ひとつには、この大会の放映権を独占し、その宣伝と普及の役割を担っている日本テレビが、どこをどう勘違いしたものなのか、毎年、企画番組のスタジオにジャニーズ事務所の人間を送り込み、世界的なサッカー選手に失礼な質問をぶつけるお笑い芸人を応援パーソナリティーとして重用し続けることで、この大会をいかにも安っぽいバラエティもどきの小芝居に見せかけてしまっている経緯がある。
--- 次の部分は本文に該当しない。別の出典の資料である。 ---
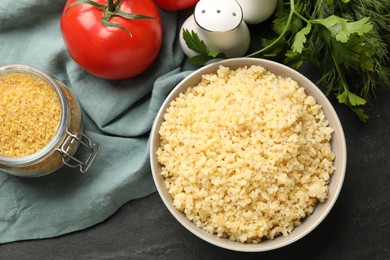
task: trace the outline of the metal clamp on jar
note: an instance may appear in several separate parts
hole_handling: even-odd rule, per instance
[[[0,170],[12,175],[37,177],[63,165],[86,172],[99,151],[83,133],[73,93],[30,66],[0,67],[0,124]]]

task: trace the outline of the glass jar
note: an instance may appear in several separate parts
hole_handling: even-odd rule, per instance
[[[76,97],[70,89],[45,72],[27,65],[13,64],[1,66],[0,79],[7,75],[15,75],[16,77],[18,75],[21,77],[23,77],[23,75],[29,75],[47,83],[58,97],[60,114],[58,117],[59,122],[57,124],[57,130],[55,130],[55,128],[53,129],[53,137],[47,144],[36,152],[20,157],[6,156],[0,153],[0,170],[17,176],[38,177],[52,173],[66,165],[72,168],[79,168],[81,172],[86,172],[98,153],[99,145],[93,143],[91,139],[83,133],[81,109]],[[22,95],[24,95],[24,93],[22,93]],[[7,103],[4,103],[3,106],[7,106]],[[5,111],[4,108],[1,108],[1,104],[0,109]],[[4,113],[2,116],[0,113],[0,123],[7,124],[6,120],[9,118],[8,116],[9,115],[4,115]],[[44,116],[45,115],[43,114],[42,117]],[[21,129],[18,131],[24,130]],[[5,133],[0,133],[0,136],[3,134]],[[12,134],[10,135],[13,138]],[[26,135],[26,133],[22,134]],[[39,137],[41,136],[40,133],[34,132],[32,132],[31,135],[32,136],[29,138],[33,141],[39,141]],[[18,138],[19,137],[15,135],[15,142],[18,141]],[[77,151],[79,152],[76,153]]]

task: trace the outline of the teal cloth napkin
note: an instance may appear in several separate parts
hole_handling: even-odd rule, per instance
[[[129,200],[155,192],[149,133],[162,102],[190,73],[178,41],[180,13],[160,10],[163,44],[142,75],[91,76],[70,58],[59,27],[65,0],[0,1],[0,65],[26,64],[73,90],[87,135],[101,151],[90,170],[62,167],[39,178],[0,171],[0,243],[54,237],[99,223]]]

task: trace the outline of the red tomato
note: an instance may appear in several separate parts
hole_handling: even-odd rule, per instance
[[[73,60],[92,75],[105,79],[130,78],[144,72],[156,59],[162,41],[160,14],[152,0],[122,0],[119,9],[156,19],[108,19],[122,28],[104,25],[104,11],[68,0],[61,16],[61,32]],[[94,0],[107,5],[108,0]],[[111,1],[112,2],[112,1]],[[114,2],[115,3],[115,2]],[[125,28],[125,29],[123,29]]]
[[[165,10],[184,10],[196,5],[199,0],[154,0],[156,4]]]

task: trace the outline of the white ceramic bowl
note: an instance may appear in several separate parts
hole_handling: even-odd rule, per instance
[[[283,77],[291,77],[293,80],[297,81],[301,87],[305,88],[306,93],[308,95],[313,96],[316,99],[317,103],[322,106],[324,114],[329,121],[329,125],[334,129],[331,144],[332,150],[336,155],[336,159],[334,161],[334,166],[336,167],[336,170],[333,173],[331,182],[329,184],[328,199],[324,203],[319,203],[316,206],[314,212],[309,217],[307,217],[300,226],[296,227],[292,231],[292,233],[286,237],[278,236],[274,240],[264,240],[259,244],[245,244],[231,241],[225,238],[219,238],[216,235],[212,235],[197,227],[190,220],[188,220],[183,213],[176,210],[176,208],[172,204],[172,197],[168,193],[168,190],[164,183],[164,179],[160,174],[160,165],[157,161],[156,150],[159,147],[160,139],[158,130],[164,120],[163,116],[166,109],[168,108],[170,102],[175,99],[180,92],[184,92],[190,86],[197,85],[200,82],[202,75],[208,73],[215,73],[220,65],[224,65],[232,69],[242,66],[260,65],[276,75],[280,75]],[[314,228],[316,228],[328,215],[329,211],[332,209],[333,205],[337,200],[344,181],[347,161],[347,149],[342,125],[331,103],[322,93],[322,91],[305,76],[285,65],[269,60],[256,58],[226,59],[209,64],[193,72],[172,90],[170,95],[163,103],[153,124],[150,141],[150,161],[154,182],[157,187],[158,193],[160,194],[168,210],[185,228],[187,228],[199,238],[213,245],[230,250],[242,252],[260,252],[273,250],[291,244],[298,239],[304,237]]]

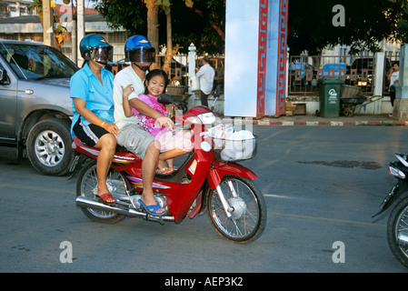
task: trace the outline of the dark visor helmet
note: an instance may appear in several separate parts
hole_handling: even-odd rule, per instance
[[[114,58],[114,47],[98,35],[92,34],[84,36],[79,45],[79,50],[85,61],[94,60],[106,65]]]
[[[155,49],[144,36],[134,35],[124,44],[124,55],[127,62],[150,65],[155,61]]]

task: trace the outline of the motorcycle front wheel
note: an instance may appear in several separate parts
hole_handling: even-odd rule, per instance
[[[266,225],[266,204],[253,180],[224,176],[221,190],[234,209],[228,217],[216,189],[209,189],[207,211],[215,230],[225,239],[249,243],[257,239]]]
[[[88,199],[95,199],[97,194],[98,179],[96,176],[96,162],[92,160],[79,172],[79,178],[76,183],[76,196],[86,197]],[[125,193],[125,181],[123,176],[114,169],[109,169],[106,176],[106,185],[110,193],[117,197]],[[123,220],[125,216],[113,212],[107,212],[92,207],[81,207],[84,214],[92,221],[114,224]]]
[[[401,200],[391,212],[387,238],[393,255],[408,267],[408,197]]]

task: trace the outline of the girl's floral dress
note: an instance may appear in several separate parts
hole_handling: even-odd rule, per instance
[[[156,97],[141,94],[139,95],[139,100],[142,100],[158,113],[167,116],[165,106],[160,104]],[[139,125],[160,142],[161,153],[174,148],[185,152],[190,152],[193,149],[190,132],[176,129],[168,131],[166,127],[162,127],[154,118],[142,115],[134,107],[132,107],[132,111],[134,112],[134,115],[139,118]]]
この間の事情は、サッカーファンの間では、言われ尽くしている耳タコ事案でもあるので、これ以上くどくどと追及することはしない。

 日テレ側の言い分を代弁すれば

 「サッカーマニアでない一般のテレビ視聴者を誘引するためには、人気芸人やアイドルの集客力が必要なのです」

 てなことになるのだろうが、当方の返事はたった一言

 「うるせえばか」

 ということに尽きる。
 反論にさえ値しない現場の人間の弁解に、いちいち真面目に付き合っている時間は無い。

 身内の人間たちの間ではどうせ、「ウィン・ウィン」だの「シナジー効果」だの「事務所とのお付き合い」だの「編成の顔も立てて」だの「他番組との兼ね合い」だの「言ってしまえばバーターですが」みたいな十年一日の相互弁解が飛び交っているのであろうが、そんなものはサッカーとは無縁な話だ。

 業界の人間の言う「ウィン・ウィン」は、昭和の時代劇の中で、口入れ屋の越後屋と悪代官が展開していた相互便宜供与の裏取引と選ぶところの無いもので、基本的には、ズブズブの贈収賄に過ぎない。

 「例の件、ぬかりはあるまいな」
 「ご心配なく。魚心あれば水心と申しますから」
 「越後屋、おまえもワルよのう」
 「お代官様こそ、欲がお深い」
 「ははははは」
 「ふふふふふ」

 話がズレた。
 きらいな人間にはかまわないと、さっき自分でそう言ったばかりなのに、どうして自分は越後屋を放置できないのだろうか。

 アントラーズの戦いぶりの見事さを賞賛しつつ、実のところと、その一方で、私の心の中には、今なお、すっきりしないわだかまりがある。

 というのも、現在鹿島アントラーズが戦っているFCWCのピッチは、もしかしたら、浦和レッズが立っていた舞台だったのかもしれないという思いが、どうしても拭いきれないからだ。

 アントラーズは、今回、「開催国枠」という資格で、当大会にエントリーしている。

 FCWCにおける開催国枠の意味を説明する前に、FCWCの前史にあたるお話を、ざっと振り返っておく。

 FCWCの前身は「ヨーロッパ・南アメリカカップ(インターコンチネンタルカップ)」と呼ばれるクラブチーム世界一を決めるカップ戦だった。

 インターコンチネンタルカップは、長らくヨーロッパカップ(現在の欧州チャンピオンズリーグ)を勝ち取ったクラブチームと、サウス・アメリカ・カップ(リベルタドーレス杯)で勝利した南米王者のクラブチームが、ホーム・アンド・アウェーで雌雄を決する大会として、世界中のサッカーファンに親しまれていた。